TEENAGERS made up more than half of the robbers arrested for stealing mobile phones in street muggings during the last three years, it was revealed today.
A total of 79 teenagers, some as young as 13, were charged with stealing phones from their owners in Lothian and Borders between January 2010 and this September.
Police said teenagers were often behind phone robberies due to the “competitive” desire to have the latest and most expensive models.
Officers said that teenagers frequently targeted phone owners of the same age.
Last Thursday, a 16-year-old was robbed of his phone in Lasswade Road after being pushed to the ground by a pair of thieves. Police later arrested two 16-year-old boys over the theft who are set to appear in court.
The trend has prompted police to encourage pupils at Edinburgh schools to sign up to the iMMOBILISE database, a UK-wide scheme enabling owners to register their device’s serial number.

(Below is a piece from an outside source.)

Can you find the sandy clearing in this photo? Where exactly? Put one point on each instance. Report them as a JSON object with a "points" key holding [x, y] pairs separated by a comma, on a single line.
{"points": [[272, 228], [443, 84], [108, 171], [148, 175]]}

Sergeant Laura Brunton, from the Operable Arable team set up to target street robbers, said: “Young people are more aware of the latest technology and the most expensive and trendy phones. They are often seen as status symbols which they can show off in the same way as the latest designer clothes. They will know the new phones on the market and they can be quite competitive about which one they have.
“That has meant that some teenagers have committed robberies to get hold of phones, often from those of the same age.”
The new figures revealed that 128 phone robberies were committed in 2010, with 54 cases solved by police. Out of those arrested, 27 were teenagers.
In the following year, when 125 robberies were carried out, 33 out of the 57 arrests were teenagers.
And for the 70 phone muggings recorded in the first nine months of this year, 19 of the 33 individuals arrested were teens.
In each of those years, a 13-year-old was among those charged.
Sgt Brunton added: “Young people do become victims because of their phones and that is why we have targeted our iMMOBILISE campaign at schools through our school link officers.
“Some schools have IT classes where pupils have done bulk uploads of their phones, iPads and any other devices with a serial number.
“We have worked with eight schools and we’re hoping to roll it out to more, including beyond Edinburgh.
“It’s a big unknown where many of these phones end up so iMMOBILISE is a great way for us to build up intelligence on whether they are being kept for personal use by thieves or sold on.
“We would advise young people to take the same security advice as anyone else. Use a pin lock on your device which will disable many of the functions if they are stolen.
“And remember that these are expensive items so don’t take them out in public unless you need to.”
If a stolen device is recovered, officers can return it to the owner using the iMMOBILISE database while building up an intelligence picture of how the city’s illegal marketplace in phones operates.